Multiple machines VPN to same endpoint with VPN Client through pf
Sorry if this has been asked before, but I did not see a definite answer about IPsec.
So here is my situation: I have 2 machines at home I would like to have VPNed into work at the same time. I could create a static tunnel, but I need to authenticate with domain login/pass through the Cisco VPN client, and I do not see this as possible in the IPsec tunnel setup. Changing the config at work is not an option.

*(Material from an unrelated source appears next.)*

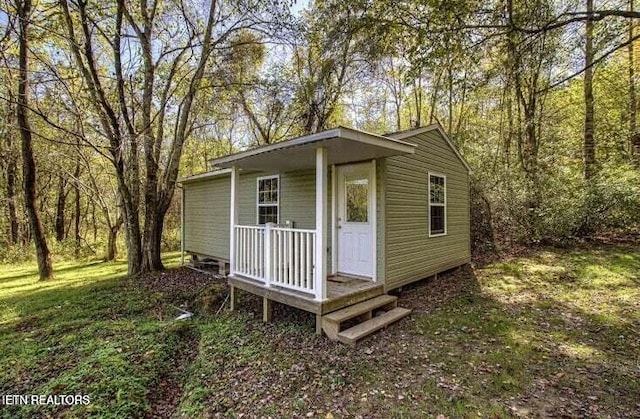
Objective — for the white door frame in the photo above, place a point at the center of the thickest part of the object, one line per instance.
(374, 217)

The underlying issue is this: I try to connect both machines with the vpn client and only one will connect at at time, regardless of what I do. I have tried this same procedure on a cheapie linksys and it works fine.
Does pfsense support multiple IPsec connections to the same endpoint at the same time? It works to two different endpoints (i have tried and confirmed this) but will not allow me to connect two machines from behind pfsense to the same endpoint.

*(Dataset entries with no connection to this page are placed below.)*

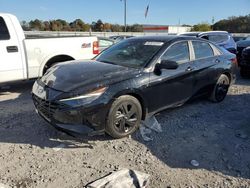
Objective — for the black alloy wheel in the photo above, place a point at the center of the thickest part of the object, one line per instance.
(124, 117)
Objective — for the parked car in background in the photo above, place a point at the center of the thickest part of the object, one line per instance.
(25, 58)
(119, 38)
(243, 57)
(105, 43)
(130, 81)
(221, 38)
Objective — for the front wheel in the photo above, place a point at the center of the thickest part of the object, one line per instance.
(220, 89)
(124, 116)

Any thoughts? or do i need to plug my linksys back in? I am using 1.0.
Hi, I have quite the same problem.
I have two wan connections connected to one pfsense (1.0-RC3), and another pfsense (1.0.1) behind the first.
My computers are behind the second pfsense.

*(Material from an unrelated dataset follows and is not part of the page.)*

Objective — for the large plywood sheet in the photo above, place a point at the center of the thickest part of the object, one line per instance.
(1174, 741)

When I try to connect to my vpn through the two firewalls, I get this states :
udp A.A.A.A:500 -> C.C.C.C:500 -> E.E.E.E:500 MULTIPLE:MULTIPLE
udp E.E.E.E:500 <- A.A.A.A:500 MULTIPLE:MULTIPLE
udp C.C.C.C:500 -> D.D.D.D:50232 -> E.E.E.E:500 MULTIPLE:MULTIPLE
udp E.E.E.E:500 <- C.C.C.C:500 MULTIPLE:MULTIPLE
A.A.A.A = ip address of my computer
B.B.B.B = ip address of pfsense (1.0.1) lan nic
C.C.C.C = ip address of pfsense (1.0.1) wan nic
D.D.D.D = ip address of pfsense (1.0-RC3) opt1 nic
E.E.E.E = ip address of the VPN server
I cannot connect two computers to the vpn.
I think it is because the second pfsense (1.0.1) do not rewrite the isakmp port number.
So I have this in the end
Client port :500
pfsense (1.0.1) port : 500
pfsense (1.0-RC3) port : random
Does anyone have an idea how to fix it ?
I found a solution to my problem, I do not think it is a good solution but it works good for the moment.
on the pfsense (1.0.1) I just activated the "Enable advanced outbound NAT".